On Fri, Jan 3, 2014 at 12:26 PM, Roy Marples <[email protected]> wrote:
> On 03/01/2014 16:41, Lluís Batlle i Rossell wrote:
>
>> On Fri, Jan 03, 2014 at 04:36:26PM +0000, Roy Marples wrote:
>>
>
> Can fossil create an archive (tarball, zip file, etc) from a given
>>> artifact id WITHOUT using the web interface?
>>> Something like this is what I need:
>>> $ fossil archive ?ID | bzip2 > distribution-version.tar.bz2
>>>
>>
>> Hi,
>>
>> fossil tarball.
>>
>
> This works well, thanks.
> To use an alternate compression I can simply gunzip | bzip2 as this
> Makefile snippet shows
>
> FOSSILID?= current
>
> dist:
> fossil tarball --name ${DISTPREFIX} ${FOSSILID} ${DISTFILEGZ}
> gunzip -c ${DISTFILEGZ} | bzip2 >${DISTFILE}
> rm ${DISTFILEGZ}
>
Two comments, reading the documentation from
http://fossil-scm.org/index.html/help?cmd=tarball :
(1) It would be nice if fossil tarball could write to stdout as well as to
a specified output file; this way, the creation of $(DISTFILEGZ) as an
explicit temporary file could be avoided. (I'm pretty sure gunzip provides
for accepting input from stdin as well as from an explicit file.)

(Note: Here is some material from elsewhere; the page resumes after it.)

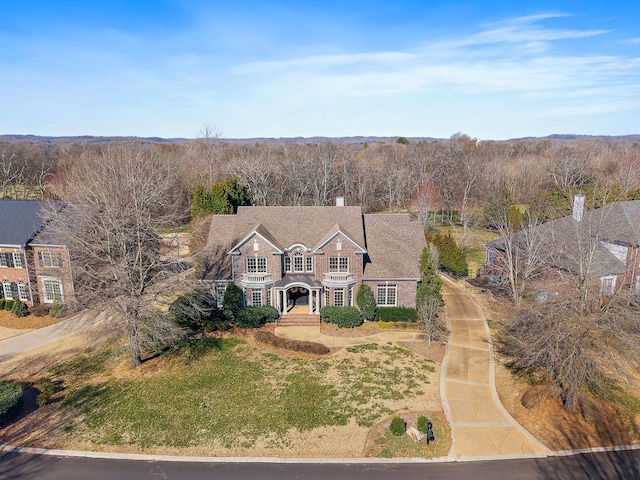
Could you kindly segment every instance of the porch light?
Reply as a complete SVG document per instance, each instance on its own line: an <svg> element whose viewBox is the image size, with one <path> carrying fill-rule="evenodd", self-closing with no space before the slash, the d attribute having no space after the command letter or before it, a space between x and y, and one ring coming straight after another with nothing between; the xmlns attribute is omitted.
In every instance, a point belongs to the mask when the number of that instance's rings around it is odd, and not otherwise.
<svg viewBox="0 0 640 480"><path fill-rule="evenodd" d="M336 250L342 250L342 240L340 239L336 242Z"/></svg>
<svg viewBox="0 0 640 480"><path fill-rule="evenodd" d="M254 240L253 241L253 251L257 252L258 250L260 250L260 244L258 244L258 240Z"/></svg>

Not having looked at the code or used fossil, I'm not sure if it would be
safe to gave fossil tarball behave this way if the value for OUTPUTFILE was
simply ommitted, or if you would have to specify that a flag (say
--to-stdout perhaps) must be specified if OUTPUTFILE was missing (this, to
avoid breaking existing scripts).
(2) It would be nice if fossil tarball could either (a) output a file only
in .tar format, either in addition to or instead of (tho this latter change
would be backwards incompatible) the existing specified *presumably*
.tar.gz format behavior, and/or (b) if you could specify a compression file
format to be used (for instance, .gz, .bzip2, .7z, etc) and perhaps in some
cases a compression level (some file formats offer multiple compression
levels along a range of "fastest and least compressive" to "slowest and
most compressive").
If you could output in only .tar format, then the use of gunzip could be
avoided. (And if you could output in only .tar format *and* output to
stdout, then you could pipe fossil tarball to bzip2 and avoid the creation
of an explicit temporary file.)
If you could output directly to a specified compression file format, then
the use of bzip2 could be avoided as well; fossil tarball could do it all
itself.
I note that some of these suggestions (2b at a minimum) are obviously
less-traditionally-Unix-natured. However, they'd probably be seen as
desirable by users (or at least less programmer-type users) of other
platforms (e.g. MS Windows, Mac OS/X) where I believe the use of a command
line, etc is far less ingrained.
Thanks for your time. Hope this is of some use, interest.